Legislature balks at community college debate
Phoenix – In a series of hearings earlier this year around the state, members of the special task force on higher education heard two basic complaints. First is the question of how to get a four-year degree if you don't
happen to live close to one of the state's three universities. At a full committee meeting Thursday, Christy Farley, lobbyist for Northern Arizona University, said her school already is trying to address that. It has what it calls 2-plus-2 programs at
many community college campuses. She said more are in the works. But Thomas Henry, president of Mohave Community College, said that deals with only half the issue.
(Pricing. Pricing is everything. It costs more money to attend the university than the community college. And rightly so. It's a different animal. And I just want to say that in no way did I intend at all to offend NAU. It's a great university. It's a regional university. They do a great job. But they have limited resources. They're trying to hold together a university. So they do have to pull back. So it's a question of pricing and investment and accessibility.)
State Rep. Ted Downing said the issue of money is important. But he said lawmakers need to recongize that it is impossible to be all things to all people -- at least not in a financially responsible way. For
example, he said one person testified at one of those hearings around the state that he wanted to be able to get his bachelor's degree in drama at Eastern Arizona College in Safford.
(And we have people likewise that would like to get a bachelor's degree in anthropology at Northland Pioneer. So we've got aspirations of young people that have to be matched up with the fact of the realities of money. We just can't afford to deliver every degree in every place in every part of the state.)
Don Isaacson, who lobbies for the privately owned University of Phoenix and other for-profit schools also said lawmakers should not expand the role of community
colleges. He said there are ways to get a four-year degree on community college campuses, pointing not only to NAU's 2-plus-2 program but also current and planned programs by some of his clients to do the same. But that drew a cool response from Rep. Laura Knaperek, long a champion of four-year community colleges.
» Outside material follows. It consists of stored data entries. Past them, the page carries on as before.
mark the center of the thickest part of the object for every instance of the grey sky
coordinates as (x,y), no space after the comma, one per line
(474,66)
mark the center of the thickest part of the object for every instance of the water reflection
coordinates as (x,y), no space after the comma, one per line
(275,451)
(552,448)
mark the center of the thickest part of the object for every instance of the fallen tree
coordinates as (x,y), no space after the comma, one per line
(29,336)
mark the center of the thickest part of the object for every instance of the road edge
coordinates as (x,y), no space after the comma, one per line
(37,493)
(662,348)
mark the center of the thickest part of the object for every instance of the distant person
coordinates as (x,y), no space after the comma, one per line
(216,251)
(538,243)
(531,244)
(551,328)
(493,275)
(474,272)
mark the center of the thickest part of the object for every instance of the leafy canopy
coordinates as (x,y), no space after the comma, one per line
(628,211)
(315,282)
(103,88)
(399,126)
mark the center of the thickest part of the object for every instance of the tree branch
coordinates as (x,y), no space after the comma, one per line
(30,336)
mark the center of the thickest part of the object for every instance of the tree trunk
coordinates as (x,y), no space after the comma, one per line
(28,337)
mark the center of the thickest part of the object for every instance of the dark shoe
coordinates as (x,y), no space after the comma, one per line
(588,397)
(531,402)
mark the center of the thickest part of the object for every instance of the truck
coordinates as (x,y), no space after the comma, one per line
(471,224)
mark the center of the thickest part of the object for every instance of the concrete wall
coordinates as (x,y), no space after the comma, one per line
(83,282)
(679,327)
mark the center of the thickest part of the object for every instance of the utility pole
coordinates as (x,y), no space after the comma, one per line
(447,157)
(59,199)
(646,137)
She
suggested that few students whose degrees aren't being subsidized by their employers could afford to go to those private schools. Isaacson said that problem could
be solved if the state were to provide some financial aid to these students.
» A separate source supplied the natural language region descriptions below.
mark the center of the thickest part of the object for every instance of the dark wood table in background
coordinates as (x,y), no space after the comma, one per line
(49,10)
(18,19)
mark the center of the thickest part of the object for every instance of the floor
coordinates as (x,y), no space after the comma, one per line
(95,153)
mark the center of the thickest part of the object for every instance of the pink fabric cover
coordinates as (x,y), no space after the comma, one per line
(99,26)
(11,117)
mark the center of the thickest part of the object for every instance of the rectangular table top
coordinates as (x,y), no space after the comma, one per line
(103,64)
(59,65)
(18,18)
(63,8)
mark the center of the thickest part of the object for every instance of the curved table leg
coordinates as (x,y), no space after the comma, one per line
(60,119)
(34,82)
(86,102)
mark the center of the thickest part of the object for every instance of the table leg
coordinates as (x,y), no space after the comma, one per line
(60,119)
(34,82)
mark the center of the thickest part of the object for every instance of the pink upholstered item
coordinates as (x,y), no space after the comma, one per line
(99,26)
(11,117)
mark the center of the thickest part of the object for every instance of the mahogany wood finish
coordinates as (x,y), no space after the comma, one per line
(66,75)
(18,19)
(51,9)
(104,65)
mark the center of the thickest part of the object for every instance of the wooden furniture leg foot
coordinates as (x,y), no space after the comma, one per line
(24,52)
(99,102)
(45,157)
(I think going with a program of a million or five million, even at $1,500, is enough in combination with some other grants-in-aid and loans, to put a student
over the top. And I do think the private sector can have the capacity to take a big part of the population, with the state not paying for it fully, with the state
But Knaperek said she still intends to push legislation this coming session to open the door to at least some four-year degrees at community colleges. In Phoenix, for Arizona Public Radio this is Howard Fischer.